Thankfully, last weekend many pastors and religious leaders across the nation provided leadership that will help see us through. They took to their pulpits to provide guidance and words of hope to members of their congregations — many who came to worship with heavy hearts.
What we do not need, however, is for pundits — like Mike Huckabee no less — using those awful events to score political or journalistic points, especially when what is said is not true.
Last Friday, the former presidential candidate and Baptist preacher claimed that the murder of 26 students and teachers at a Newtown, Conn., elementary school was caused by the nation’s systematic removal of God from public schools. This is bad theology and a blatant misstatement of the important constitutional protections afforded to students in the public schools.
It is impossible for anyone to remove Almighty God from anywhere, including the public schools. God is never truant. He was there on Friday morning suffering with those killed and injured, embolding the many acts of heroism, rejoicing with the lives that were saved.
It is true that state-sponsored religious exercises are not allowed in public schools, and properly so. But religion can be expressed — voluntarily and uncoercively — in dozens of ways by the students and even in the classroom.
In an effort to regain some credibility, Huckabee still maintains that we have “escorted God right out of our culture and marched him off the public square,” and that we only call upon God after a tragedy.

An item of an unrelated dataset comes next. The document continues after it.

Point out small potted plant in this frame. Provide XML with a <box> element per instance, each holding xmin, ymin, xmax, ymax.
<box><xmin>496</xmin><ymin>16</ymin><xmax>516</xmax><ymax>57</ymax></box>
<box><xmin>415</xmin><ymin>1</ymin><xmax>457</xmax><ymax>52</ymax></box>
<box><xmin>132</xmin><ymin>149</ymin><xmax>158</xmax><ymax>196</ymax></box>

False again. We have no more banned God from our culture and public square than kicked him out of our public schools. And, certainly after a tragedy it is a particularly appropriate time to reach out to God for comfort and guidance, but our political culture and day-to-day public rhetoric is replete with references to God far more than in any industrialized country that I know.
We’ll never be able to explain what happened last Friday in Newtown — not politicians, not theologians, not social scientists. But, self-serving, simplistic and simply wrong explanations will not do.